The Rho GDI Rdi1 regulates Rho GTPases by distinct mechanisms

Institute of Biochemistry, Christian Albrecht University, 24098 Kiel, Germany.
Molecular biology of the cell (Impact Factor: 4.47). 08/2008; 19(7):2885-96. DOI: 10.1091/mbc.E07-11-1152
Source: PubMed


The small guanosine triphosphate (GTP)-binding proteins of the Rho family are implicated in various cell functions, including establishment and maintenance of cell polarity. Activity of Rho guanosine triphosphatases (GTPases) is not only regulated by guanine nucleotide exchange factors and GTPase-activating proteins but also by guanine nucleotide dissociation inhibitors (GDIs).
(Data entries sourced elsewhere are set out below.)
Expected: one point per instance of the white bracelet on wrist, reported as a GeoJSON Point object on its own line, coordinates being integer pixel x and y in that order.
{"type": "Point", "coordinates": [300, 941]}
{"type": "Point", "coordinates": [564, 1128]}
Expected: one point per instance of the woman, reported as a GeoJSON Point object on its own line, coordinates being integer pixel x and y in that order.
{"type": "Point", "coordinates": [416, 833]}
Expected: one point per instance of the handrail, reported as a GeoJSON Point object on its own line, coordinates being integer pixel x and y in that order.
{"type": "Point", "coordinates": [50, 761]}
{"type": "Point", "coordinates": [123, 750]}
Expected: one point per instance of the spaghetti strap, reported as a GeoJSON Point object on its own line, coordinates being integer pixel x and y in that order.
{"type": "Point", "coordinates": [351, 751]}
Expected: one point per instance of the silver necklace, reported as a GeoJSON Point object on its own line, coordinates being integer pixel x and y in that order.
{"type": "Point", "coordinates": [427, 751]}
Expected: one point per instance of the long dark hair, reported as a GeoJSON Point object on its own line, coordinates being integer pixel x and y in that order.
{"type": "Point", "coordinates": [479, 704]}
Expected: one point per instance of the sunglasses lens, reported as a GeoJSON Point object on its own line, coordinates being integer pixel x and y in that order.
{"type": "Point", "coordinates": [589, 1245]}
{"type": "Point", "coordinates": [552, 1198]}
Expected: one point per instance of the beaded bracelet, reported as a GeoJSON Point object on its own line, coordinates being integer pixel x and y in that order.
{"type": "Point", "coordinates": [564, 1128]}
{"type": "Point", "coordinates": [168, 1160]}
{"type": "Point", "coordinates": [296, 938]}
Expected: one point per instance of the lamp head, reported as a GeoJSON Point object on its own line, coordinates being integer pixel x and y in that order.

These proteins have the ability to extract Rho proteins from membranes and keep them in an inactive cytosolic complex. Here, we show that Rdi1, the sole Rho GDI of the yeast Saccharomyces cerevisiae, contributes to pseudohyphal growth and mitotic exit. Rdi1 interacts only with Cdc42, Rho1, and Rho4, and it regulates these Rho GTPases by distinct mechanisms. Binding between Rdi1 and Cdc42 as well as Rho1 is modulated by the Cdc42 effector and p21-activated kinase Cla4. After membrane extraction mediated by Rdi1, Rho4 is degraded by a novel mechanism, which includes the glycogen synthase kinase 3beta homologue Ygk3, vacuolar proteases, and the proteasome. Together, these results indicate that Rdi1 uses distinct modes of regulation for different Rho GTPases.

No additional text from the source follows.